# Tax time and inventory



## gmille39 (Oct 18, 2006)

Ok, my first year doing taxes for my SP(sole proprietorship)

Is vinyl I keep in stock to do shirts considered inventory, or is it just shirts, hoodies, etc. that's considered inventory. If I didn't keep any inventory, I can fill out the schedule c-ez.


----------



## proworlded (Oct 3, 2006)

Any accountants on the forum?


----------



## tfalk (Apr 3, 2008)

I only include merchandise in my inventory counts, I expense the vinyl, thread, etc as a consumeable. Otherwise you would probably need to track the vinyl down to the foot as you consume it for each shirt... but I'm not an accountant...


----------



## debz1959 (Jul 29, 2007)

gmille39 said:


> Ok, my first year doing taxes for my SP(sole proprietorship)
> 
> Is vinyl I keep in stock to do shirts considered inventory, or is it just shirts, hoodies, etc. that's considered inventory. If I didn't keep any inventory, I can fill out the schedule c-ez.

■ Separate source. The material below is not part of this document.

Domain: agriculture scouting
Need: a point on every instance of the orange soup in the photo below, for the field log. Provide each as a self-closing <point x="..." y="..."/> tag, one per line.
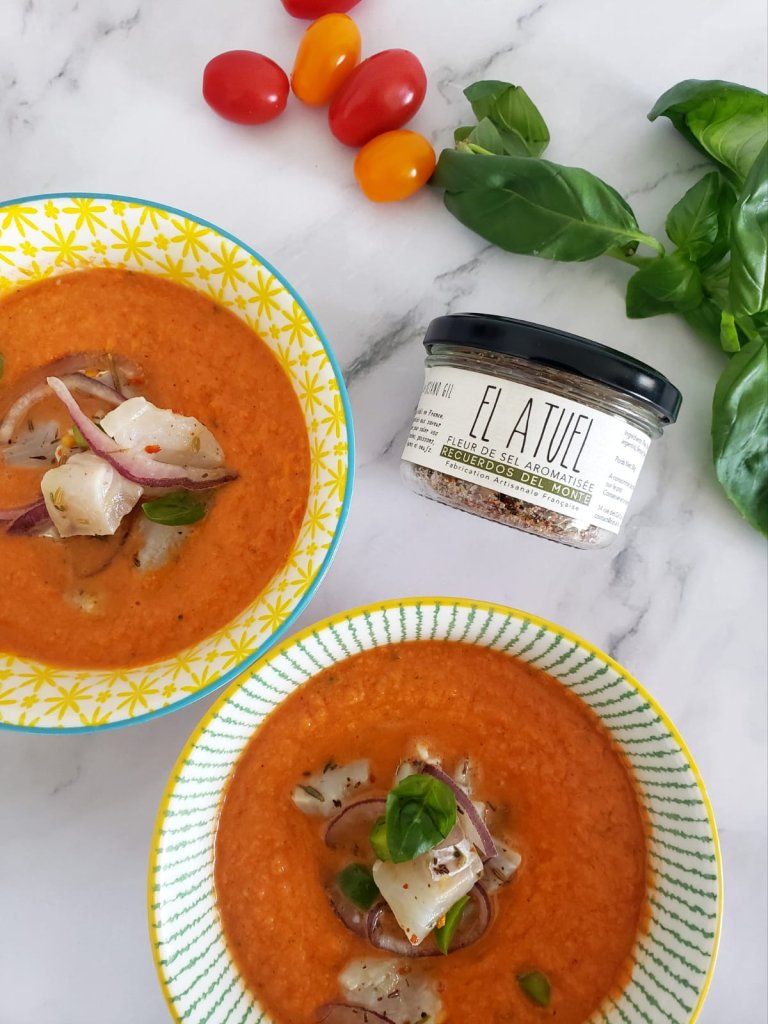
<point x="558" y="793"/>
<point x="82" y="601"/>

It can be inventory or supply, depending on how you sell it. You say you didn't keep any inventory; shirts, hoodies; but did you buy it and sell it? 

If you made shirts with the vinyl, then it is a supply, but if you just sold the vinyl by itself, then it is inventory.

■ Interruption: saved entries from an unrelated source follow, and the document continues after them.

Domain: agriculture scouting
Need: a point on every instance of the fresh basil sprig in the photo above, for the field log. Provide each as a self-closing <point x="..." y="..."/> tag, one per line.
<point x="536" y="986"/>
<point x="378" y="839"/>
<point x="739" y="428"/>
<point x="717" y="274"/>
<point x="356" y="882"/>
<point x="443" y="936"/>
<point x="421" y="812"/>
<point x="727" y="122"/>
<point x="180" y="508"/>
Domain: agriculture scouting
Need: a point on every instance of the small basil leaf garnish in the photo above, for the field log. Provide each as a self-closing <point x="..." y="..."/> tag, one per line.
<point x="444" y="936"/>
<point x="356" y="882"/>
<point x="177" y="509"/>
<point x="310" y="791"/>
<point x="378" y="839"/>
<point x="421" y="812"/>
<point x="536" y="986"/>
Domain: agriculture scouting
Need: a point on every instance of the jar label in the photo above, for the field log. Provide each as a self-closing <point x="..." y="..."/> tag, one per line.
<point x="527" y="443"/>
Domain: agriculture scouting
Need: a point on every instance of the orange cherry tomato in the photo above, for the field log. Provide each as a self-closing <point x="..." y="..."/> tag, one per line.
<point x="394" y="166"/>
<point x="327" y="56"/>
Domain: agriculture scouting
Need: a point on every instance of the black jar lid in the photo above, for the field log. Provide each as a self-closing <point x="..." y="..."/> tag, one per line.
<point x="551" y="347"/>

Tell me what your business is and I will have a better idea of how to answer your question.

Oh, and yes, I'm an accountant.


----------



## gmille39 (Oct 18, 2006)

tfalk said:


> I only include merchandise in my inventory counts, I expense the vinyl, thread, etc as a consumeable. Otherwise you would probably need to track the vinyl down to the foot as you consume it for each shirt... but I'm not an accountant...

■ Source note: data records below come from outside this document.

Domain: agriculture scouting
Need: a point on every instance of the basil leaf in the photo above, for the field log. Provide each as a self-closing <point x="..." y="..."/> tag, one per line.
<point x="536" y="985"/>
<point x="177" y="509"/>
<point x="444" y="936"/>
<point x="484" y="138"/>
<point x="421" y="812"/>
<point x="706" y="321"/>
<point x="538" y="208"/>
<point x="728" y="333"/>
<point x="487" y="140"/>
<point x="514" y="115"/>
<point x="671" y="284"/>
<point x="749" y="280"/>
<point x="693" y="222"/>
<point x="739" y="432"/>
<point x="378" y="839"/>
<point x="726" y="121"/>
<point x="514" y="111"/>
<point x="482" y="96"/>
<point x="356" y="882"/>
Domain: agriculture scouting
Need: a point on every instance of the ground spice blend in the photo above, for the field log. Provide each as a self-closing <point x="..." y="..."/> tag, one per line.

Thanks. That makes sense. This is my first year in business so I really don't have to worry about a profit. My expenses and purchases far outweigh my revenue, but I want to make sure I hit everything I can so I don't send any red flags up the pole.


----------



## thutch15 (Sep 8, 2008)

I agree with debz1959. The vinyl or ink would be consider a indirect material, because it leaves with the shirt. Something like spray adhesive or cleaner would be considered shop supplies, because it does not leave with the shirt.


----------



## debz1959 (Jul 29, 2007)

gmille39 said:


> Thanks. That makes sense. This is my first year in business so I really don't have to worry about a profit. My expenses and purchases far outweigh my revenue, but I want to make sure I hit everything I can so I don't send any red flags up the pole.


If you are going to report a net loss, then you can't file the C-EZ. [media]http://www.irs.gov/pub/irs-pdf/f1040sce.pdf[/media]

It says right at the top.


----------